Homem preso por engano após fraude com dados pessoais receberá R$ 25 mil de indenização em MS
TJMS manteve, por maioria, condenação do Estado após vítima ser incluída indevidamente em investigação de tráfico de drogas.

Um homem que foi preso por engano após outra pessoa utilizar seus dados pessoais em uma investigação por tráfico de drogas deverá receber R$ 25 mil de indenização por danos morais. O Tribunal de Justiça de Mato Grosso do Sul (TJMS) manteve, por maioria, a condenação imposta ao Estado.

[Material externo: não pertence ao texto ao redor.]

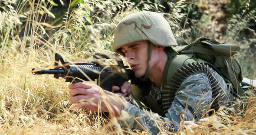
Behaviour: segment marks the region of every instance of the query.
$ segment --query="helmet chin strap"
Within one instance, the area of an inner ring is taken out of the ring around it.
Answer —
[[[151,58],[151,54],[152,53],[152,49],[153,48],[153,44],[150,42],[149,45],[148,46],[148,64],[147,65],[147,69],[146,73],[144,76],[140,77],[140,79],[141,80],[148,80],[149,78],[149,61]]]

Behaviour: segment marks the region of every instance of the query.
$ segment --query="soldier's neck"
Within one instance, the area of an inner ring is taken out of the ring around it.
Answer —
[[[167,56],[166,53],[161,54],[159,62],[150,69],[149,79],[156,85],[161,87],[162,81],[163,73],[167,61]]]

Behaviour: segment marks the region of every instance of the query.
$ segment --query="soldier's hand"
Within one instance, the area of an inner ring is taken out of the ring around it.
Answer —
[[[116,86],[112,86],[112,91],[115,92],[119,90],[119,87]],[[121,96],[124,96],[126,101],[130,101],[130,95],[131,93],[131,84],[130,82],[125,82],[122,85],[121,91],[121,93],[117,93],[116,94]]]
[[[85,108],[94,111],[101,109],[109,112],[113,116],[120,116],[122,106],[125,103],[123,99],[112,93],[99,89],[98,86],[86,83],[78,83],[69,87],[72,108]],[[101,101],[101,103],[99,104]]]

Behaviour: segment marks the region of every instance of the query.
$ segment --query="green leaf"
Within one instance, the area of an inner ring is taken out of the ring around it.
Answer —
[[[79,3],[83,3],[84,2],[83,0],[75,0],[71,2],[70,3],[70,5],[69,5],[69,7],[73,7]]]
[[[90,16],[88,14],[87,12],[81,10],[79,9],[76,9],[76,11],[81,13],[82,15],[83,15],[86,20],[88,21],[88,22],[89,22],[90,24],[92,24],[92,22],[91,17],[90,17]]]

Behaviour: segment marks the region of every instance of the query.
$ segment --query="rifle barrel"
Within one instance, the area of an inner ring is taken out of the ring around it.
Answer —
[[[33,74],[64,74],[66,72],[66,70],[62,69],[40,69],[34,68],[32,69],[32,72]]]

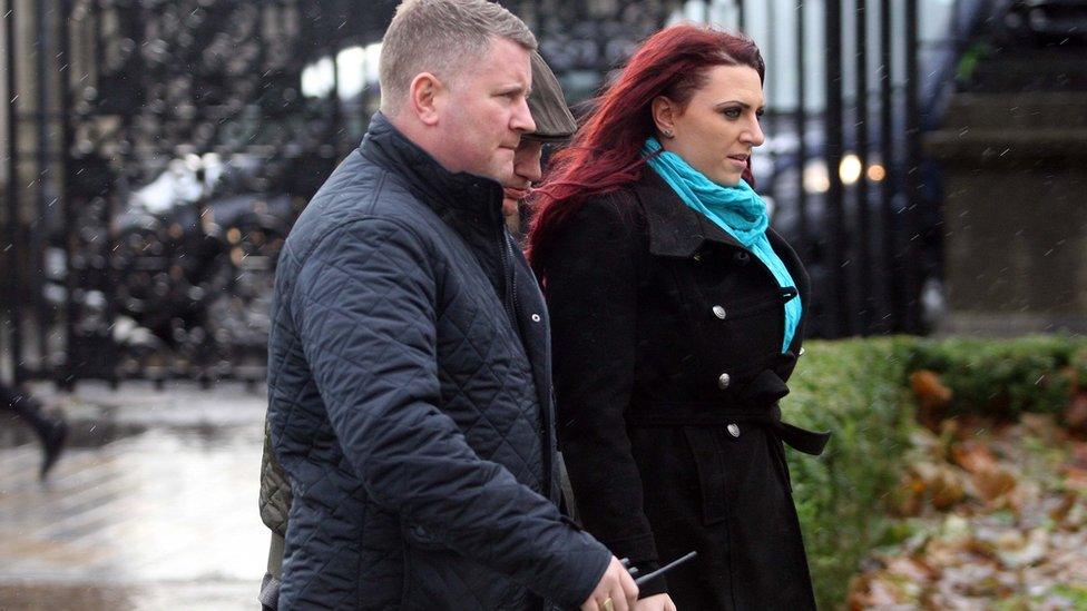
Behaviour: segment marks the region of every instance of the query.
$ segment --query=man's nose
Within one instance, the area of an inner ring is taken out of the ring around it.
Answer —
[[[530,183],[539,183],[540,178],[544,178],[544,168],[540,166],[540,155],[538,152],[535,155],[529,155],[527,159],[517,165],[515,171],[517,171],[518,176],[529,180]]]

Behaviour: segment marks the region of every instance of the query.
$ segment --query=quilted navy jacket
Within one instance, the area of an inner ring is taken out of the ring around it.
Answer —
[[[379,114],[287,238],[281,609],[569,608],[604,574],[557,507],[547,311],[501,199]]]

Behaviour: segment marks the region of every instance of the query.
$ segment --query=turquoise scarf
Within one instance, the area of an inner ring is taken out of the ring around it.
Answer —
[[[660,154],[656,155],[657,151]],[[684,204],[702,213],[754,253],[777,279],[778,286],[795,288],[789,269],[766,238],[766,227],[770,226],[766,204],[746,181],[741,180],[735,187],[722,187],[687,165],[678,155],[663,150],[656,138],[646,140],[642,154],[649,167],[672,186]],[[799,296],[785,303],[785,338],[782,352],[787,351],[793,342],[802,313]]]

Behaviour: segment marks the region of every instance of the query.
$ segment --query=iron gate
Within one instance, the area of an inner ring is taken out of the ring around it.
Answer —
[[[6,0],[10,374],[263,378],[277,246],[376,105],[373,87],[342,99],[339,51],[378,41],[394,4]],[[954,3],[954,32],[971,4]],[[669,20],[750,31],[776,142],[756,151],[760,190],[816,276],[816,328],[922,329],[918,262],[933,256],[937,201],[922,197],[919,135],[948,78],[922,89],[919,0],[508,6],[575,99]],[[322,58],[333,86],[306,97],[302,75]]]

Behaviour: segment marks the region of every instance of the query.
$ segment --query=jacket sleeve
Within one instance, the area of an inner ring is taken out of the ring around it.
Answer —
[[[437,407],[440,265],[410,228],[374,218],[337,228],[306,257],[292,311],[332,427],[380,506],[577,607],[610,554],[508,470],[481,460]]]
[[[637,273],[645,252],[634,201],[586,201],[547,246],[558,438],[581,521],[643,572],[657,550],[624,414],[637,348]],[[663,579],[643,595],[666,591]]]

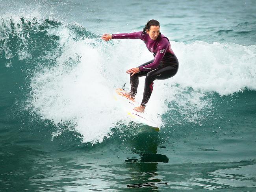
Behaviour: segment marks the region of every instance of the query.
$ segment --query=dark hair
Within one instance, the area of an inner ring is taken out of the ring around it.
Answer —
[[[150,26],[159,26],[160,27],[160,23],[156,20],[151,19],[148,21],[148,22],[145,25],[145,27],[143,29],[143,33],[145,34],[147,33],[147,30],[148,31],[150,30]]]

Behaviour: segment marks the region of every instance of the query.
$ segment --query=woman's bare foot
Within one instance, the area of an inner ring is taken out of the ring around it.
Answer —
[[[142,113],[144,113],[144,111],[145,111],[145,106],[141,105],[139,106],[136,107],[134,109],[134,110],[137,112]]]

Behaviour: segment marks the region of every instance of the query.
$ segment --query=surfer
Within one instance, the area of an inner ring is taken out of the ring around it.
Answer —
[[[178,69],[178,59],[171,48],[169,40],[160,32],[159,22],[152,19],[146,24],[143,31],[112,35],[106,33],[101,39],[106,41],[113,39],[141,39],[148,50],[153,53],[154,59],[126,71],[130,74],[131,90],[124,96],[133,100],[137,93],[139,78],[146,76],[142,101],[140,106],[134,109],[136,111],[144,113],[153,91],[154,81],[170,78],[176,74]]]

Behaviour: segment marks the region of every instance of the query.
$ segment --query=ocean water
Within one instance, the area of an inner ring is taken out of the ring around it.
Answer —
[[[256,191],[255,0],[0,5],[0,191]],[[100,39],[151,19],[180,62],[146,108],[158,132],[113,96],[153,56]]]

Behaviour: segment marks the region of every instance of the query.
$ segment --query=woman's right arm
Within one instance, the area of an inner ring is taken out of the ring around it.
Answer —
[[[104,34],[101,37],[101,39],[107,41],[111,39],[139,39],[143,40],[143,37],[141,35],[142,31],[134,32],[129,33]]]

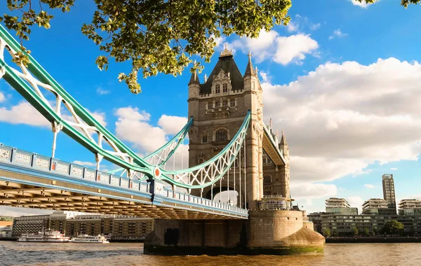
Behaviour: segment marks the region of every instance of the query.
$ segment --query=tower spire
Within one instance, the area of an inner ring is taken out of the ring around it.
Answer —
[[[190,81],[189,81],[189,85],[192,83],[199,83],[199,78],[197,77],[197,71],[196,70],[194,72],[192,73],[192,77],[190,78]]]
[[[251,64],[251,52],[248,51],[248,63],[247,63],[247,67],[246,68],[246,73],[244,73],[244,77],[256,76],[256,72],[253,68],[253,64]]]
[[[281,139],[281,145],[286,144],[286,136],[285,136],[285,132],[283,130],[282,130],[282,138]]]

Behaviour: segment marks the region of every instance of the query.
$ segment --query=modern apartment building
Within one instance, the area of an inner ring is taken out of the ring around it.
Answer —
[[[345,199],[329,197],[325,200],[326,209],[328,208],[349,208],[349,204]]]
[[[396,214],[393,175],[382,176],[384,199],[370,199],[363,204],[363,214],[352,212],[345,199],[330,198],[326,200],[326,211],[308,215],[314,224],[314,230],[323,233],[328,229],[338,235],[359,232],[380,231],[388,220],[396,220],[403,224],[405,232],[413,235],[421,233],[421,200],[402,200],[399,203],[399,215]],[[355,208],[356,209],[356,208]]]
[[[363,203],[363,214],[375,214],[385,212],[389,211],[387,208],[387,202],[383,199],[370,199]]]
[[[399,215],[421,216],[421,200],[402,200],[399,202]]]
[[[13,234],[17,237],[23,232],[37,232],[48,228],[69,237],[102,234],[111,234],[112,239],[141,240],[153,230],[154,222],[151,218],[135,216],[57,211],[51,215],[15,218]]]
[[[385,174],[382,176],[383,185],[383,199],[387,202],[387,207],[396,213],[396,200],[394,193],[394,181],[393,174]]]
[[[338,197],[330,197],[326,201],[326,213],[337,214],[358,214],[358,209],[351,207],[349,203],[345,199]]]
[[[323,233],[328,229],[332,234],[340,236],[350,235],[354,232],[354,227],[359,232],[367,229],[369,232],[380,232],[385,223],[388,220],[396,220],[405,226],[406,233],[421,233],[421,215],[379,215],[360,214],[343,215],[326,213],[315,213],[308,215],[310,221],[314,224],[314,230]]]

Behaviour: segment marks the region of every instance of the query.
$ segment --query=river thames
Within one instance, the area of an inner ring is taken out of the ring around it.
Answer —
[[[0,265],[420,265],[421,243],[328,244],[321,255],[158,256],[141,243],[0,241]]]

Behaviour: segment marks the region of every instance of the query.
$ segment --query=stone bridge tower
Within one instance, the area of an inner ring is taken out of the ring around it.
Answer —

Homem foi preso por erro de identificação
A decisão foi publicada nesta quinta-feira (20) e analisada pela 2ª Câmara Cível do TJMS. O homem acabou incluído indevidamente em um processo criminal e teve a prisão cumprida por meio de um mandado judicial.
Posteriormente, a Justiça reconheceu que ele não era a pessoa responsável pelos fatos investigados.
No recurso, o Estado buscou afastar a obrigação de indenizar. A alegação foi de que a prisão ocorreu com base em um mandado regularmente expedido e que o erro teve origem na fraude praticada por um terceiro, que utilizou os dados pessoais da vítima.
Tribunal manteve responsabilidade do Estado
Por maioria, os desembargadores rejeitaram o argumento. Para o colegiado, ainda que a fraude tenha sido praticada por outra pessoa, isso não afasta a responsabilidade do poder público quando um erro de identificação resulta na prisão de uma pessoa inocente.
A Câmara considerou presentes a atuação estatal, o dano e a relação direta entre o erro e os prejuízos sofridos pelo homem.
Segundo a decisão, os prejuízos não ficaram restritos ao período de prisão. A vítima foi associada indevidamente ao crime de tráfico de drogas, teve a prisão decretada, foi submetida a medidas cautelares e permaneceu vinculada ao processo criminal até que o erro de identidade fosse reconhecido.
Indenização foi mantida em R$ 25 mil
Os desembargadores também entenderam que, em casos de prisão indevida, não é necessário que a vítima apresente provas específicas de sofrimento para ter direito à indenização. A própria privação indevida da liberdade foi considerada uma violação grave à liberdade e à dignidade da pessoa.
O Estado pediu ainda, de forma alternativa, a redução do valor fixado. A 2ª Câmara Cível manteve a indenização em R$ 25 mil, considerando a quantia compatível com a gravidade da situação.